Changes in Mitochondrial Metabolites in mtLPD Overexpressors. Leaf material was harvested at the end of the light period from plants at growth stage 5.1 according to Boyes et al. (2001). Absolute steady state contents of three representatives of the TCA cycle (A) and selected amino acids (B) (complete list are given in Supplemental Table 1). Values are means ± sd of five independent biological replicates. Asterisks indicate values that were significantly different from the wild-type control based on Student’s t test (*P < 0.05). FW, fresh weight.

Figure 3.

¹³C Isotope Enrichment in Selected Intermediates of Photorespiration, the TCA Cycle, and Soluble Sugars. Leaf discs were harvested from plants at growth stage 5.1 according to Boyes et al. (2001) after 6 h of illumination. ¹³C glycine labeling (3 h) was performed under growth conditions, leaf discs were harvested, and ¹³C enrichment of selected intermediates analyzed by GC-MS. Shown are representatives of photorespiration (A), the TCA cycle (B), and soluble sugars (C). Values are given as means ± sd from at least five biological and two technical replicates. Asterisks indicate values that were statistically significant based on Student’s t test (P < 0.05). For a comprehensive analysis of ¹³C enrichment see Supplemental Figure 2 and Supplemental Table 2.

Figure 4.

Pyridine Nucleotide Levels in Leaves of mtLPD Overexpressors. Leaf material was harvested at the end of the light period (9 h light) from plants at growth stage 5.1 according to Boyes et al. (2001). Values are mean ± sd of five independent biological replicates. Asterisks indicate values significantly different from the wild-type control based on Student´s t test (*P < 0.05; **P < 0.01). FW, fresh weight.

Figure 5.

Respiratory Gas Exchange and Mitochondrial Respiration of mtLPD Lines. (A) Fully expanded leaves from plants at growth stage 5.1 (Boyes et al., 2001) were used for determination of the respiratory CO₂ release during illumination and after dark adaptation (2 to 4 and 12 to 14 h, respectively; n > 4) by gas-exchange measurements. (B) Malate and glycine respiration of intact mitochondria from mtLPD overexpressors and the wild type (n = 4).
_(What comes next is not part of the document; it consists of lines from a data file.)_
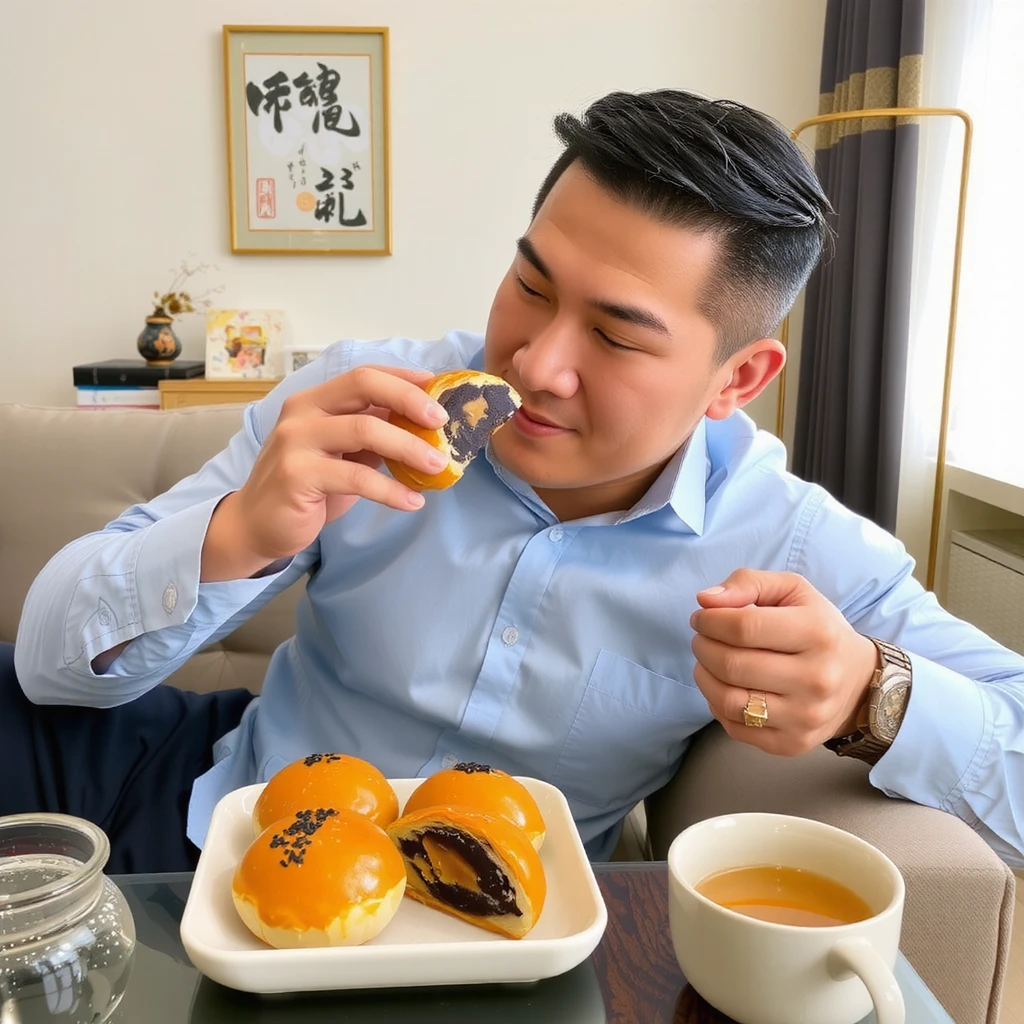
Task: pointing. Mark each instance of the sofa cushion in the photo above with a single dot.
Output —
(65, 472)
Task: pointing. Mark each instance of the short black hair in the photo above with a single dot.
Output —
(713, 166)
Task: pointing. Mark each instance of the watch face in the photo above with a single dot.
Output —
(890, 709)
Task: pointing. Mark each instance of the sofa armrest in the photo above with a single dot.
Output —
(960, 896)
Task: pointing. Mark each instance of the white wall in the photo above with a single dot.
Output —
(113, 167)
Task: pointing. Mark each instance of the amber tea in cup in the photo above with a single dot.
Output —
(784, 896)
(736, 916)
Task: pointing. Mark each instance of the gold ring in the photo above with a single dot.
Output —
(756, 710)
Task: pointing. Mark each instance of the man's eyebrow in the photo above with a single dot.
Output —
(633, 314)
(531, 256)
(630, 314)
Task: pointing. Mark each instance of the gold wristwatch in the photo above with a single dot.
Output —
(882, 715)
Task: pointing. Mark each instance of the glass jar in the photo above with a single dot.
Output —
(67, 935)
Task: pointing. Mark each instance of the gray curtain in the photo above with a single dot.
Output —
(853, 354)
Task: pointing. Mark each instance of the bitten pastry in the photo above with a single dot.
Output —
(320, 878)
(480, 787)
(477, 404)
(476, 866)
(337, 780)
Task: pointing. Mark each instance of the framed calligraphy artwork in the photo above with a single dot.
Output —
(307, 139)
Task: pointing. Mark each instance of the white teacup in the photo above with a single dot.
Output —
(758, 972)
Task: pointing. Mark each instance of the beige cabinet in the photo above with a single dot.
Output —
(200, 391)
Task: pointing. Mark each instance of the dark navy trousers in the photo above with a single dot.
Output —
(127, 769)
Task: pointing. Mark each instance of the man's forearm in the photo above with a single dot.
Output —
(224, 555)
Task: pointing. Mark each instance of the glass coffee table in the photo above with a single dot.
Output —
(631, 978)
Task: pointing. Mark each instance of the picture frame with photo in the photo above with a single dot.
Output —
(246, 344)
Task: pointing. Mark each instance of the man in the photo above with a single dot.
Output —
(628, 560)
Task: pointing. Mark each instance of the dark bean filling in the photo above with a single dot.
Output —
(496, 896)
(464, 439)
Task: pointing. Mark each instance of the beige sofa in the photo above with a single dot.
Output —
(65, 472)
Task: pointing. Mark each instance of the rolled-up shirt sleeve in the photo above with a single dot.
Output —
(961, 745)
(138, 580)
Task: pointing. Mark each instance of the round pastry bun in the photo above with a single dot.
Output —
(336, 780)
(480, 787)
(320, 878)
(479, 867)
(477, 404)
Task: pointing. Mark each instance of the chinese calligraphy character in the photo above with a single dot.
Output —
(331, 200)
(275, 97)
(328, 81)
(333, 115)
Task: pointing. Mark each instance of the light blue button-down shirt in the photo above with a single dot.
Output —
(482, 629)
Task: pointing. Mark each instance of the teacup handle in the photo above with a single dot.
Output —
(858, 956)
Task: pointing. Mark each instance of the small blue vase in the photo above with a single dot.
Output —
(158, 343)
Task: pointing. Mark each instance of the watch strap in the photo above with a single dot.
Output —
(863, 744)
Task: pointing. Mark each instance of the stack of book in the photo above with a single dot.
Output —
(128, 383)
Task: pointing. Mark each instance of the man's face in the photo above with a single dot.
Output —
(596, 325)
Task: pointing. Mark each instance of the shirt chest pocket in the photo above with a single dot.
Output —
(630, 730)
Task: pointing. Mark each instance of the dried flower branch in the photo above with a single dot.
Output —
(175, 301)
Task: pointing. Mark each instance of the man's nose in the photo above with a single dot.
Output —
(547, 361)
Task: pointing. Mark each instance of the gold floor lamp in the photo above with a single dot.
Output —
(910, 112)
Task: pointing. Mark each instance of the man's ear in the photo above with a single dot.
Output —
(745, 376)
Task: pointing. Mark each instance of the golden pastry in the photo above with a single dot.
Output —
(477, 404)
(337, 780)
(476, 866)
(320, 878)
(480, 787)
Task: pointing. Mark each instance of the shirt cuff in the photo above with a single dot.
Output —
(940, 741)
(167, 573)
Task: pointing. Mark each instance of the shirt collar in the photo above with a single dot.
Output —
(682, 485)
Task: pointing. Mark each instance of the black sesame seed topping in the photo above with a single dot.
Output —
(293, 841)
(315, 759)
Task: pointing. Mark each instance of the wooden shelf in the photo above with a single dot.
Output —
(200, 391)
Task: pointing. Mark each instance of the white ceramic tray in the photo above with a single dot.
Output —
(420, 945)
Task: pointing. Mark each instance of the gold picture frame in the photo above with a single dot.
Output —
(307, 139)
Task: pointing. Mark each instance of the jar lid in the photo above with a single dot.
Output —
(26, 843)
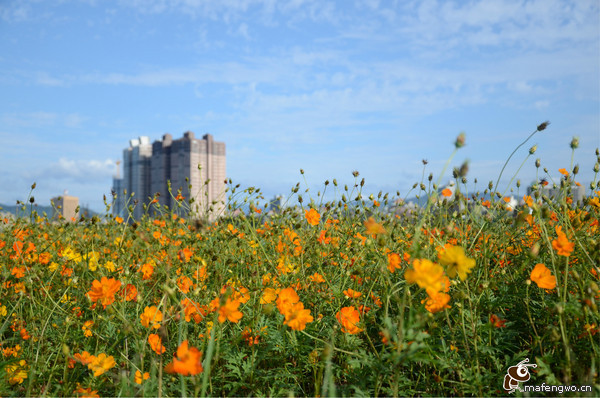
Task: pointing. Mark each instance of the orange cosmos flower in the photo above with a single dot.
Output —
(139, 378)
(147, 270)
(87, 331)
(542, 276)
(156, 344)
(185, 254)
(393, 262)
(85, 392)
(374, 228)
(104, 290)
(497, 322)
(312, 216)
(152, 317)
(456, 262)
(269, 294)
(427, 275)
(130, 292)
(348, 317)
(297, 317)
(186, 362)
(287, 297)
(352, 293)
(230, 311)
(561, 244)
(184, 283)
(24, 334)
(192, 310)
(437, 302)
(84, 357)
(101, 364)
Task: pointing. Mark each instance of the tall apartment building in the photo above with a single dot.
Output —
(148, 169)
(64, 206)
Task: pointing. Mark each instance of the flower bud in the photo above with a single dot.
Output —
(575, 143)
(460, 140)
(543, 126)
(464, 169)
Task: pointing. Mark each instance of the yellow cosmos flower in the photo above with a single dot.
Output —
(453, 257)
(428, 275)
(101, 364)
(542, 276)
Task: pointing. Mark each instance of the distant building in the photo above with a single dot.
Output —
(64, 206)
(149, 168)
(276, 204)
(577, 191)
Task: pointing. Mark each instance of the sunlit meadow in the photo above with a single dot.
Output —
(337, 298)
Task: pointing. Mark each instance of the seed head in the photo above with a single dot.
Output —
(460, 140)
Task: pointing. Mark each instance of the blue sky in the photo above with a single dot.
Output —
(326, 86)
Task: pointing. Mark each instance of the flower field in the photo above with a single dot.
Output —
(338, 298)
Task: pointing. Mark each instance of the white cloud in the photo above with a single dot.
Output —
(81, 171)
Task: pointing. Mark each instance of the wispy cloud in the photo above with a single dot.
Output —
(81, 171)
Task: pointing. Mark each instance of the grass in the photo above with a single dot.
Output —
(338, 301)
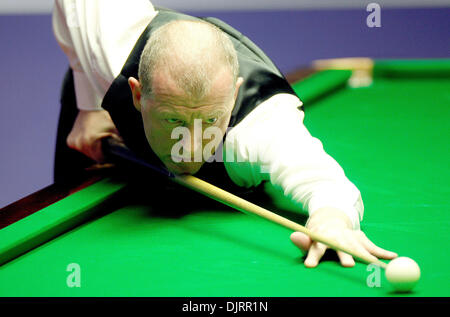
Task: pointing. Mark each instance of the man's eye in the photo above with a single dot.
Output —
(173, 121)
(211, 120)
Respiratory coupling of mitochondria was verified by determination of respiratory control values (RC) from the transition from state 3 to state 4. RC values were in the range of previous reports (Keech et al., 2005) confirming that isolated organelles were intact and of good quality. Asterisks indicate values significantly different from the wild-type control based on Student’s t test (*P < 0.05).

Figure 6.

Photosynthetic Parameters of mtLPD Overexpression Lines. For gas-exchange measurements plants were grown to growth stage 5.1 (Boyes et al., 2001) under normal air conditions (21% O₂, 390 ppm CO₂) with a photoperiod of 10/14-h day/night. (A) Shown are net CO₂ uptake (A), CO₂ compensation points (Γ), oxygen inhibition, and slopes of the oxygen response curves (γ) of mtLPD lines compared with the wild type (n > 5; *P < 0.05, **P < 0.01). (B) CO₂ compensation points in the absence of dark respiration (Γ*), rates of photorespiration, and gross photosynthesis (n = 5; *P < 0.05, **P < 0.01). All measurements were performed using a light intensity of 1000 µmol m⁻² s⁻¹. (C) A and Γ determination at a light intensity of 250 µmol m⁻² s⁻¹.

Figure 7.

Starch Metabolism and Visualization in mtLPD Lines. (A) Leaf material was harvested from plants at growth stage 5.1 (Boyes et al., 2001) in a diurnal rhythm (4-h interval) and analyzed enzymatically for starch contents and by gas chromatography for maltose. Rates of starch biosynthesis or degradation are slopes of a linear regression of all daytime or nighttime values over the duration of the day and night, respectively. Given are means ± sd (n = 5), and asterisks indicate values significantly different from the wild type based on Student’s t test (*P < 0.05, **P < 0.01). (B) Transmission electron micrographs of sections of leaves of 10-week-old wild-type and mtLPD1 overexpression plants. Representative sections are shown at magnifications of 1400× (upper panel) and 7100× (lower panel).